CROSS_VALIDATION_FOLDS = 10

## Loading the data

Let's start by loading the train and test data.

We also want to extend the available features by generating dummies for all categorical columns.

At the end of this process, we should end up with a dataset with 82 columns.

In [None]:
df_train = pd.read_csv("../input/30-days-of-ml/train.csv")
df_test = pd.read_csv("../input/30-days-of-ml/test.csv")

cont_features = [f for f in df_train.columns.tolist() if f.startswith('cont')]
cat_features = [f for f in df_train.columns.tolist() if f.startswith('cat')]

dummies = pd.get_dummies(df_train.append(df_test)[cat_features])
df_train[dummies.columns] = dummies.iloc[:len(df_train), :]
df_test[dummies.columns] = dummies.iloc[len(df_train): , :]

## Duplicating code sucks

It does big time.

For this competition, I'll be using several ensemble models stacked on top of each other. I didn't want to duplicate all of the boilerplate code to make that work, so I created a few classes that will help me keep the notebook as clean as possible. 
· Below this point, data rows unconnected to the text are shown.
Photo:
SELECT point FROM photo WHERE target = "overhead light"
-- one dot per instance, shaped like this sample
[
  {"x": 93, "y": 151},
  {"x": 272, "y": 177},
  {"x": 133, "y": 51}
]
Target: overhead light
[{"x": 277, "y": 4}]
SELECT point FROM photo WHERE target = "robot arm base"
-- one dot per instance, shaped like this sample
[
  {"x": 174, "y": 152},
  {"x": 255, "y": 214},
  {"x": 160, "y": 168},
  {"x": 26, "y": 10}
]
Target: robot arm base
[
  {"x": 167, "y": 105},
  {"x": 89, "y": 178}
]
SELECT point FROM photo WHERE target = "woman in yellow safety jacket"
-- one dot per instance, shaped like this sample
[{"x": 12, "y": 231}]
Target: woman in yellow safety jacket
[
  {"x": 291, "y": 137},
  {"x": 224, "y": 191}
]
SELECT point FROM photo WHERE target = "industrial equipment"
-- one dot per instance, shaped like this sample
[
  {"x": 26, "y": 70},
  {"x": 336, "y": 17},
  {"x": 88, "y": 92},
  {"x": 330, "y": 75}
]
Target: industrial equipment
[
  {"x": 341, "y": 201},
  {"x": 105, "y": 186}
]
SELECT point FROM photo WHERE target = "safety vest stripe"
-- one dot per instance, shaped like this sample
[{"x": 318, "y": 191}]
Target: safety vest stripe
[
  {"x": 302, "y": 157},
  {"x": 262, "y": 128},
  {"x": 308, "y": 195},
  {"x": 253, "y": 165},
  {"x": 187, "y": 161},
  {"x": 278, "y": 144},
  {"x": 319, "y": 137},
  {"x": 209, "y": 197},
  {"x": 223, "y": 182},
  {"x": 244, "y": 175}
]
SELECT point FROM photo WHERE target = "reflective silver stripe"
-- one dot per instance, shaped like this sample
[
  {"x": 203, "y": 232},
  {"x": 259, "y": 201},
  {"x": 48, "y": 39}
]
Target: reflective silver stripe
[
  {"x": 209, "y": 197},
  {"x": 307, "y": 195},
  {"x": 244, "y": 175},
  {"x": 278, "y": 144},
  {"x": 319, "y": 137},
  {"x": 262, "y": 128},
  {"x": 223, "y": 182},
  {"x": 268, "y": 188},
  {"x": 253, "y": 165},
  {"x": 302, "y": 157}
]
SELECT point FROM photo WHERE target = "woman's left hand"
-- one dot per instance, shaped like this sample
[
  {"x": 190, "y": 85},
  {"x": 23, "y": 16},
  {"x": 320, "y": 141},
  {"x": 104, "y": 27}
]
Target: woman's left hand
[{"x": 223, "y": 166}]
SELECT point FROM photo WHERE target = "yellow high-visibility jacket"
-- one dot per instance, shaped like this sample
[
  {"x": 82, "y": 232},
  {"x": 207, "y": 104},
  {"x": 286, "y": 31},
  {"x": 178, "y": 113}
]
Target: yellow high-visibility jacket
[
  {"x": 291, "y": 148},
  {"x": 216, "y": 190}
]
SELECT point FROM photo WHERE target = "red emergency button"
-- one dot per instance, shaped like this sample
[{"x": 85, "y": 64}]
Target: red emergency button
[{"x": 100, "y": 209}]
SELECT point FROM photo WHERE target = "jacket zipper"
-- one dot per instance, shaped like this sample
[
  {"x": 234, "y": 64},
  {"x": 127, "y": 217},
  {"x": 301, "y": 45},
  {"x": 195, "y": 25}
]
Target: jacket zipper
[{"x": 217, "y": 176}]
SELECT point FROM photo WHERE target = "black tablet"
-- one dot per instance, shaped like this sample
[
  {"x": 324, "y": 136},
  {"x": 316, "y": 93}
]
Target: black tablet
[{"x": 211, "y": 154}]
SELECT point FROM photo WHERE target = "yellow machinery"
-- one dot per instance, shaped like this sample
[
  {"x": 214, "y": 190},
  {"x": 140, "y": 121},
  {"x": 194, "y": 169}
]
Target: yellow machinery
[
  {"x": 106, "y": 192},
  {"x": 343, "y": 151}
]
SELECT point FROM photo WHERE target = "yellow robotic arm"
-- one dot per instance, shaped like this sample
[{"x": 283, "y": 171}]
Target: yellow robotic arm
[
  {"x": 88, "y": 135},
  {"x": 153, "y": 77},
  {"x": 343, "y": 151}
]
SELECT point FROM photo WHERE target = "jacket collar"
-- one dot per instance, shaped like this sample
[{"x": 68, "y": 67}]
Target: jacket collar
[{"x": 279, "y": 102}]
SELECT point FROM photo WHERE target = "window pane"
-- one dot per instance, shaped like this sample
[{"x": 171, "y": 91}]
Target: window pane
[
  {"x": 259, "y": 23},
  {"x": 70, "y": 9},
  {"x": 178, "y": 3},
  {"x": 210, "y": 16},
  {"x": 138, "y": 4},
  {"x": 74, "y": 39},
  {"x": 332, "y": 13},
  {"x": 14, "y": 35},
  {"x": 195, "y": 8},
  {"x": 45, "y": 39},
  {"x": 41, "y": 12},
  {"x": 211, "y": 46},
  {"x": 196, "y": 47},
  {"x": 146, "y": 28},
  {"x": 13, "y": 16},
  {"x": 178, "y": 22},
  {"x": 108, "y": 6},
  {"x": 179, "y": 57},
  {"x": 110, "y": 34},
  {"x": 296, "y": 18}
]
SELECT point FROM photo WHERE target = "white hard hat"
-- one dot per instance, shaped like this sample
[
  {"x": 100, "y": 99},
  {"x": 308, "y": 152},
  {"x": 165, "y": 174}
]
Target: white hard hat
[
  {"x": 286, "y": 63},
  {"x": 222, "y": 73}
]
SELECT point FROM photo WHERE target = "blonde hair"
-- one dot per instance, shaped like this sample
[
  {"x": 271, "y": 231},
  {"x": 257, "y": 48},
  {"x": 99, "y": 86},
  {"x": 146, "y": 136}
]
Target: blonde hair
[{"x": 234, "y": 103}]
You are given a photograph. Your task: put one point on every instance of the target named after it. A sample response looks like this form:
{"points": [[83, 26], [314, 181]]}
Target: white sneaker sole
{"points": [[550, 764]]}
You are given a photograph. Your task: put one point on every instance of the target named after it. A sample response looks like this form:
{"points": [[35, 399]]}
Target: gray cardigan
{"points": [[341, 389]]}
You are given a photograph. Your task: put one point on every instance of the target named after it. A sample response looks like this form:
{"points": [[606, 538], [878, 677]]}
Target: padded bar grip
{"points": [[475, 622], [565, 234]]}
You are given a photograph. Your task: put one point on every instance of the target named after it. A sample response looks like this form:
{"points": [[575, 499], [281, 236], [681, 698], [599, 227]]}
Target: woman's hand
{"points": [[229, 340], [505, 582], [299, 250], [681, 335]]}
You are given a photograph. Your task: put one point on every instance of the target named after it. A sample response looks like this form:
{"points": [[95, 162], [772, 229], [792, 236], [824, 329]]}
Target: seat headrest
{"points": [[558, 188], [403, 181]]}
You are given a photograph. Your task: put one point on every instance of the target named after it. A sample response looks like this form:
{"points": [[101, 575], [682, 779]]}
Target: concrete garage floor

Bonus: Experimenting with this mini-framework should be way easier than having to make the exact change all over the notebook.

For this idea to work, I first created a wrapper class for each of the four different models I'll be using.

In [None]:
class Model(object):
    """
    Base model class from which every specific model implementation will inherit.
    Args:
        - preprocessor: A standard sklearn pipeline component that will be used
            to transform the data.
        - model_params: A dictionary with the parameters that will be used
            to construct the model.
    """
    
    def __init__(self, preprocessor=None, model_params={}):
        self.preprocessor = preprocessor
        self.model_params = model_params
        self._model = None

    def preprocess(self, datasets):
        """
        Preprocesses the list of supplied datasets using the configured
        preprocessor and returns the transformed data.
        """
        
        if self.preprocessor is None:
            return datasets

        if datasets is None or len(datasets) == 0:
            return []

        result = [self.preprocessor.fit_transform(datasets[0])]

        for i in range(1, len(datasets)):
            result.append(self.preprocessor.transform(datasets[i]))

        return result

    def predict(self, dataset):
        """
        A pass-through function that runs predictions on a dataset.
        """
        
        if self._model is None:
            return None

        return self._model.predict(dataset)


class XGBModel(Model):
    """
    A wrapper implementation of an XGBRegressor model.
    """
    
    def __init__(self, preprocessor=None, model_params={}):
        super().__init__(preprocessor, model_params)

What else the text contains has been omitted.